Dataverse retention: The conversation nobody wants to have

Dataverse gives us security, relationships, forms, views, business rules, APIs, model-driven apps, Power Automate integration, Power Pages integration, ALM support, auditing, and a much better enterprise story than a random SharePoint list pretending to be a database.

But there is one conversation that teams often postpone for too long:

How long are we going to keep this data?

Not “can we store it?”
Not “can we build the app?”
Not “can we automate the process?”

But:

When should this data stop being active business data?
When should it be archived?
When should it be deleted?
Who is responsible for making that decision?

That is the Dataverse retention conversation nobody wants to have.

And the longer we avoid it, the more expensive and uncomfortable it becomes.

Dataverse is not a magical infinite drawer

Dataverse is a powerful enterprise data platform, but that does not mean every row should live forever in the active application database.

In real enterprise projects, data growth happens quietly.

A supplier onboarding app starts with a few hundred submissions.
A request management app grows into thousands of records.
A Power Pages portal collects forms, attachments, comments, approvals and audit history.
A Power Automate process creates logs, status rows, integration payloads and error traces.
A model-driven app becomes the operational system for an entire department.

At first, nobody cares.

The app works.
The process is automated.
The business is happy.

Then someone opens the Power Platform admin center and notices that Dataverse capacity is growing. Database storage is growing. File storage is growing. Log storage is growing. Suddenly, the conversation becomes less about innovation and more about ownership, cost, compliance and cleanup.

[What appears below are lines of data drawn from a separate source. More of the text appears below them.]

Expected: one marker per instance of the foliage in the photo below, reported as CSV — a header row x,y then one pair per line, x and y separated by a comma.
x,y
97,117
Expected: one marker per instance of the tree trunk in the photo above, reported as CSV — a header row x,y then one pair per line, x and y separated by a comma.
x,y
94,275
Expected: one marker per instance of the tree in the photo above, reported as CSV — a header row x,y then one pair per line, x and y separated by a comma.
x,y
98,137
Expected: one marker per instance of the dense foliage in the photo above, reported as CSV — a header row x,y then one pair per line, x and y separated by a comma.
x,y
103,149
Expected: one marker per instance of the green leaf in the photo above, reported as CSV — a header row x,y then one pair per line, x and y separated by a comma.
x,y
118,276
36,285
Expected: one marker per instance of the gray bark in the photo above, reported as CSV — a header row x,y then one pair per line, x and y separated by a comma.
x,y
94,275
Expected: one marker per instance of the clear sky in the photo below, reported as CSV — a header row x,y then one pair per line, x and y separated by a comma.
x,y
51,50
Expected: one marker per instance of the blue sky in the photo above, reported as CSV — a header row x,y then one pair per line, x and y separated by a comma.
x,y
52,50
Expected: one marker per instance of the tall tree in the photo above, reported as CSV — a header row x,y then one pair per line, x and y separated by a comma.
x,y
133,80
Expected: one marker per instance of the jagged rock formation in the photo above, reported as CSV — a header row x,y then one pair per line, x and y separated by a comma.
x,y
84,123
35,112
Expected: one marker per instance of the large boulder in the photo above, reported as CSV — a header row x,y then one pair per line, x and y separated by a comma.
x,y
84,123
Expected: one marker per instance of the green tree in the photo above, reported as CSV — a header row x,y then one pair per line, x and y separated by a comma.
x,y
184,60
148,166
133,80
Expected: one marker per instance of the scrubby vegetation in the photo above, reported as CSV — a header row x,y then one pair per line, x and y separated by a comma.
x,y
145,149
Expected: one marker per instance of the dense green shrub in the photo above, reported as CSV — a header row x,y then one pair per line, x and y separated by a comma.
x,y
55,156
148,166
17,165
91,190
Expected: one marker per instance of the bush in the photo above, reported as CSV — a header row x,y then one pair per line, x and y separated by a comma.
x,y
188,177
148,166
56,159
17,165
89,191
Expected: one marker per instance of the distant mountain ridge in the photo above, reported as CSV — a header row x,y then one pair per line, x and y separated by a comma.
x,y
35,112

Microsoft’s capacity model separates Dataverse usage into database, file, and log storage, so it is important to understand what kind of data is actually growing before jumping to conclusions. You can read more in Microsoft’s documentation on Dataverse capacity-based storage.

This is usually the moment when somebody asks:

“Can’t we just delete the old records?”

Maybe.
But maybe not.

And that is exactly why retention should be discussed before the database becomes painful.

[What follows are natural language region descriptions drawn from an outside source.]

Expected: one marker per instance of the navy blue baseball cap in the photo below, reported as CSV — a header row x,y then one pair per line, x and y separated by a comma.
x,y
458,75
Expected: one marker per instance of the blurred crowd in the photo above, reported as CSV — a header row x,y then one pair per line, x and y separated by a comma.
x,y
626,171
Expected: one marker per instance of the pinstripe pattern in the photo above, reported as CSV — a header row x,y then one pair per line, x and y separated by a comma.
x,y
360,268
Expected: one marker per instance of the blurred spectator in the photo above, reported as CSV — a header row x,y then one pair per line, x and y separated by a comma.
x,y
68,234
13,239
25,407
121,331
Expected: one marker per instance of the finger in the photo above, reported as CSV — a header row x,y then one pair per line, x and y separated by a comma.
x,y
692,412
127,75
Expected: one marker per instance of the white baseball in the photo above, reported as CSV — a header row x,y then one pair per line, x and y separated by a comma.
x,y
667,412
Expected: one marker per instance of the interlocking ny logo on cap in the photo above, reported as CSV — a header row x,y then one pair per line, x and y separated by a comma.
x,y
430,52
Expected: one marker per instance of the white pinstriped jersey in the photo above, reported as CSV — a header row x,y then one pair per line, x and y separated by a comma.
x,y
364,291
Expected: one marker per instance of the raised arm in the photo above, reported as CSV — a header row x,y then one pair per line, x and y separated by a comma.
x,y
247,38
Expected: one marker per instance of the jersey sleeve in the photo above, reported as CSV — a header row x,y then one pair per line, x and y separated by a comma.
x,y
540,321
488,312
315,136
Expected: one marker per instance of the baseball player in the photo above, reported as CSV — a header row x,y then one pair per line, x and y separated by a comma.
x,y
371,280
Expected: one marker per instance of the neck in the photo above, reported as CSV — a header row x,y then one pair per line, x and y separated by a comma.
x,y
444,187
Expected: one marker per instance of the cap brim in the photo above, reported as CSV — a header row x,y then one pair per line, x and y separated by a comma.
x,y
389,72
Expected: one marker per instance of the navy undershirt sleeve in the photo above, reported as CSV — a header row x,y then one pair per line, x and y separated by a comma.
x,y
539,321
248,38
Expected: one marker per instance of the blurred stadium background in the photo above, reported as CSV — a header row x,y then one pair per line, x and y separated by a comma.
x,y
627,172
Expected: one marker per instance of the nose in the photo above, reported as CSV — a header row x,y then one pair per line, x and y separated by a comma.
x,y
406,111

Retention is not just a technical setting

A common mistake is treating retention as a technical configuration.

It is not.

Retention is a business, compliance, legal, security, architectural and operational decision that only happens to be implemented technically.

Before creating any retention policy, someone needs to answer questions like:

Why do we store this data?
Who owns this data?
How long is it useful for daily operations?
How long must it be kept for audit, legal or regulatory reasons?
When does it become inactive?
Who is allowed to view historical records?
Can the data be anonymized instead of retained?
Can attachments be removed earlier than the main business record?
What happens if a user requests deletion?
What happens if the business wants to reopen an old case?
Does reporting still need this data?
Does another system already store the official record?

Those questions cannot be answered by a developer alone.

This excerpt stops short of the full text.